This craving after foreigners to help us do what we could
and should be doing for ourselves is not something this columnist
agrees with; in fact he is decidedly against it. Nevertheless
the column is devoting space to CMAC and indeed readers everywhere
to have their say on what we go do to take back
this country from the criminals.
Fourth proposed effective action: ensure there are at least
three vehicles at each police station to service citizens
when they call for help. CMAC estimates that to secure the
vehicles and have them in working condition would cost $34
million a year. Small price for a safe nation,
states the document.
Vehicle shortage and indeed a complete absence of them from
certain stations is one of the perennial problems used as
an excuse by officers uninspired to counter crime, perhaps
even by those who are in fear of the criminals. If each station
is so staffed of vehicles, the excuses become invalid and
will give the management of the service an opportunity to
deal with those not suited to the task.
Adequately satisfying the need of the police to be mobile
will also put additional pressure on the Commissioner as under
the CMAC plan he would be directly accountable to the Minister
of National Security for the management of the service and
its resources.
Five: establish municipal police forces with officers who
will have intimate knowledge of communities, the good and
the bad people of the area and so be in a position to counter
criminal activity. You know the story, everyone else knows
the drug bloc except the police.
Six: CMAC is calling for the countrys criminal justice
system to achieve DNA testing capacity and to update the forensic
equipment that now exists. This ties in with the observation
stated in last weeks column that a percentage of the
officers now patrolling beats should be trained in scientific
methods of fighting crime.
Speeding up the justice system is number seven. In this respect
CMAC is calling on the Chief Justice to issue strong
guidelines to all judges and magistrates to take into account
the nations crisis and to be less tolerant with those
charged with serious crimes such as murders, kidnappings,
possession if illegal weapons and road deaths.
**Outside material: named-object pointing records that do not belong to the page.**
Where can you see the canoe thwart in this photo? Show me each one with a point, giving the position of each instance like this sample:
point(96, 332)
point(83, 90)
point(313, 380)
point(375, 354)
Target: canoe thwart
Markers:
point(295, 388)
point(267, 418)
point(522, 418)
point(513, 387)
Two related effective actions require the Government to provide
significant additional funding and more spending autonomy
for the judiciary with the necessary accountability mechanisms
in place and to allocate funding for the building and
renovation of magistrates courts and the hiring of additional
magistrates. Lawyers in San Fernando and other magisterial
districts have demonstrated that need.
The most recent of several reports on the state of the magistracy
by Justice Mark Mohammed outlines the serious physical and
operational problems of a magistracy that handles something
like 90 per cent of all matters.
Why
catch criminals if we cannot convict them because our courts
are too slow or cannot handle the trials, states CMAC.
Effective action number 10 touches on a sensitive matter:
replace well-meaning and hard-working police prosecutors with
more legally qualified, trained and well-paid public
prosecutors who can secure a high rate of conviction,
advocates CMAC.
And while there is much value in that suggestion, there certainly
must be a case too for recruiting and hiring experienced private
prosecutors to avoid as far as possible state cases being
so palpably weak that they are thrown out even though those
charged seemingly have a case to answer.
Keeping dangerous criminals off the streets seems an obvious
and logical requirement, says CMAC. The organisation says
prison reform, including the improvement of prison conditions,
full utilisation of the new Maximum Security Prison facilities
and rehabilitation must be a priority.
This proposal could engage debate amongst citizens who feel
that the jails are not hotels and should have a deterrent
effect on criminal activity. Yes, jail conditions must not
serve to encourage recidivism, but the conditions in prison,
including the association of young first-time offenders with
hardened criminals, are known to allow the older people to
recruit, train and influence young people into life-long careers
as criminals.
Having spent time in cells with up to a dozen criminals must
so dehumanise young men to the point where they feel themselves
locked-in to criminal activity by a society that does not
allow for a mistake and the opportunity for rehabilitation.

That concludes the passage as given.